The MiniLit Sage lessons predominantly focus on developing and building automatic word recognition processes. While very little has changed in the approach to teaching phonemic awareness and phonics and our understanding of the connection between the two for reading and spelling, additional phonemic awareness activities are now included in Part B of the program. MiniLit Sage also has a stronger focus on articulation of speech sounds and the correct formation of letters, two program components that have been shown to facilitate automatic recognition and recall of letter-sound correspondences. There is also an increased focus on the development of fluency in MiniLit Sage.

The approach to teaching irregular, or “tricky” words, has been updated in MiniLit Sage to reflect the most recent research evidence. It now corresponds with the sequence and approach used in the InitiaLit program with an added step that includes drawing children’s attention to the sounds in a word prior to writing it on the board. The link between the sounds and both regular and irregular spelling patterns are then highlighted.

A major change is that MiniLit Sage does not include a Storybook Reading component. MultiLit has recognised the increasing demand for more explicit and directed lessons for young students with language difficulties and, as a result, has begun developing and trialling a more comprehensive program for young children who require Tier 2 language support.
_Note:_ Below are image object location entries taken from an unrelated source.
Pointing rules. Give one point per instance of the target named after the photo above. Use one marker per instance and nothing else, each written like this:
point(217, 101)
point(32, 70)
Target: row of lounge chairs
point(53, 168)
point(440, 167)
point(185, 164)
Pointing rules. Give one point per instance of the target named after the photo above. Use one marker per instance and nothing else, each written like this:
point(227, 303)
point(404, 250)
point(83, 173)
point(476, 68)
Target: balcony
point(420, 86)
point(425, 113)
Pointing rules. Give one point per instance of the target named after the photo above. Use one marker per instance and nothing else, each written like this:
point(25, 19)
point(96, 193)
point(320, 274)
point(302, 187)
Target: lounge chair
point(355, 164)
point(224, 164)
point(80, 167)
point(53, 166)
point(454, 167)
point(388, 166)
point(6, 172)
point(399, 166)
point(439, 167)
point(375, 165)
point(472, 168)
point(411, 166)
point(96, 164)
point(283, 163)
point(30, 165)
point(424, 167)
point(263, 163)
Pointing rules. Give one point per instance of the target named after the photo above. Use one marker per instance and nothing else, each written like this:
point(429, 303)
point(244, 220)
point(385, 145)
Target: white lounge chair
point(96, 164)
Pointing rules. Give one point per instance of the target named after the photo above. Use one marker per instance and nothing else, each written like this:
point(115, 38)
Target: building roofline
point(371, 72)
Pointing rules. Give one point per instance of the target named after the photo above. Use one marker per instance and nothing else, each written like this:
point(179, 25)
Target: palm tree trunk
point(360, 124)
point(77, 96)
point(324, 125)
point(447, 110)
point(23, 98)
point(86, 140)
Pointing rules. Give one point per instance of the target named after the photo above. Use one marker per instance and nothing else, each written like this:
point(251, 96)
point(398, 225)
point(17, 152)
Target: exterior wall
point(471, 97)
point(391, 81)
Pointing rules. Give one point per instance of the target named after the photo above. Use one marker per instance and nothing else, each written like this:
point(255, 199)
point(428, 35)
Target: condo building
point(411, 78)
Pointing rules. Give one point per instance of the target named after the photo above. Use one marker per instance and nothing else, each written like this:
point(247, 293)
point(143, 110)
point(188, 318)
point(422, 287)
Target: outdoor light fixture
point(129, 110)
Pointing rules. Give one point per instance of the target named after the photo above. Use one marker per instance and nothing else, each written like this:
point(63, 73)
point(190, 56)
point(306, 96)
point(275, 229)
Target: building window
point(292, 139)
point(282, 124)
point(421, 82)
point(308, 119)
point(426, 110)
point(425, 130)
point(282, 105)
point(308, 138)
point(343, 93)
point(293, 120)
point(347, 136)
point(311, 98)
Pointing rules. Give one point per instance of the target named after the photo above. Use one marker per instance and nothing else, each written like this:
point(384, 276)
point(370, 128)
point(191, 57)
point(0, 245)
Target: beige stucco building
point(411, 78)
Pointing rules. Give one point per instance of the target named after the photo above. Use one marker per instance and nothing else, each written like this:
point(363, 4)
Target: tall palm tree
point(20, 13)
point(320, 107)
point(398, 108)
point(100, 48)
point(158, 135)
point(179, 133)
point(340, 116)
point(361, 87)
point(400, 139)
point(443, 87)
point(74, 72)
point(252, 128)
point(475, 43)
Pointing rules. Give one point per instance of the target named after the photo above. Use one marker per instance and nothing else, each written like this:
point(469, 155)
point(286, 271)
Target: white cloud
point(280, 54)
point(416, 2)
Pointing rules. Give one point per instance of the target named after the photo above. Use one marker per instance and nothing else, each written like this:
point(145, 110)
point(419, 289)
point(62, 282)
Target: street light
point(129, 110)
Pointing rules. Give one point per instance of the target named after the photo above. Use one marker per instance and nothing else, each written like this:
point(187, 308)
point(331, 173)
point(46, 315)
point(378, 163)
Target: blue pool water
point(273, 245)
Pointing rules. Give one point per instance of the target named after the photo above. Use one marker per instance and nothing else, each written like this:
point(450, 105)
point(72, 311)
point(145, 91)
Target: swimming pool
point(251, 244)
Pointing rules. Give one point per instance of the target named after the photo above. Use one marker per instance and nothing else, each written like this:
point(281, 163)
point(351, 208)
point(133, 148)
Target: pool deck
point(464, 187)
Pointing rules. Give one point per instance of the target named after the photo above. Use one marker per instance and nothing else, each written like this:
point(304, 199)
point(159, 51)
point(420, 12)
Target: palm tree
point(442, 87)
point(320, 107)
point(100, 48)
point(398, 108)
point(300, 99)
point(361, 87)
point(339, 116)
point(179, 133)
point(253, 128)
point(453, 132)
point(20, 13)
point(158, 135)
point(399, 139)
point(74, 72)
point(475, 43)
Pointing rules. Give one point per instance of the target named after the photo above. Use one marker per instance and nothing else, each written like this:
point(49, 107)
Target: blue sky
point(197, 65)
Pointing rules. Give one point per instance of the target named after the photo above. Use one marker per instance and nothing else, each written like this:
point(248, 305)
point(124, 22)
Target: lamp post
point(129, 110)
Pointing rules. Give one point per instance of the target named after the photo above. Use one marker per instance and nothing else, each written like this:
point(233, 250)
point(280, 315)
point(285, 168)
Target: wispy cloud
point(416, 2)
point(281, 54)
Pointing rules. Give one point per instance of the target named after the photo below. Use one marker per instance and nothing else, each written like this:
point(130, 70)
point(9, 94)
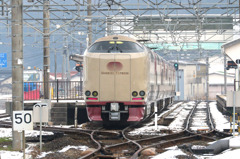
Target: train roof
point(116, 37)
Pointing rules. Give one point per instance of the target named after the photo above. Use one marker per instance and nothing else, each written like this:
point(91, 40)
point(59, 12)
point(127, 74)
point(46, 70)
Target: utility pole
point(89, 12)
point(225, 74)
point(207, 79)
point(178, 76)
point(55, 64)
point(17, 65)
point(46, 48)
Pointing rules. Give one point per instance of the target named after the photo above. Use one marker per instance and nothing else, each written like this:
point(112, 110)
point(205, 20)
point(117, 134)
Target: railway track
point(118, 143)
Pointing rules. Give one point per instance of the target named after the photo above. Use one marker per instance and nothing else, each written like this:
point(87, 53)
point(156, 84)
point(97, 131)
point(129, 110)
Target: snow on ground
point(171, 153)
point(177, 124)
point(220, 120)
point(2, 111)
point(82, 148)
point(7, 132)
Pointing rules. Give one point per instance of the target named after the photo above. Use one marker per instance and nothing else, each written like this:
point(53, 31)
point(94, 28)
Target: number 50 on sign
point(22, 120)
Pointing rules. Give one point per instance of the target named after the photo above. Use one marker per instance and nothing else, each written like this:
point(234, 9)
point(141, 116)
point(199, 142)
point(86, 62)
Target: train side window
point(116, 46)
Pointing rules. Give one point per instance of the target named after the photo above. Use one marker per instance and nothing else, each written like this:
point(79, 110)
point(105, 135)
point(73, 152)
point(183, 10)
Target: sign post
point(3, 60)
point(40, 115)
point(22, 120)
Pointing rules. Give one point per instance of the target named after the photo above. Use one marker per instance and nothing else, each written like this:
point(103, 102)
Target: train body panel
point(123, 79)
Vocabulary and comprehension, however, continue to feature in MiniLit Sage and are integrated throughout the lesson activities and the connected text reading components: Putting it all Together, Text Reading Accuracy, and Text Reading Fluency.

Conclusion

Evaluations of the original MiniLit program in numerous trials in a variety of contexts over more than ten years have shown it to be an effective small group intervention for young struggling readers, and that its benefits were maximised under optimal instructional conditions. Evidence gathered from research and practice during that time have been incorporated into an updated version of the program – MiniLit Sage.

Disclosure statement

The authors hereby declare a financial interest in the outcomes of this paper. All authors work for MultiLit Pty Ltd, which publishes the MiniLit program. For any study referenced in this paper that was conducted by one or more of the authors, this was made clear in the Ethics application for the project and in the consent forms signed by school principals and parents.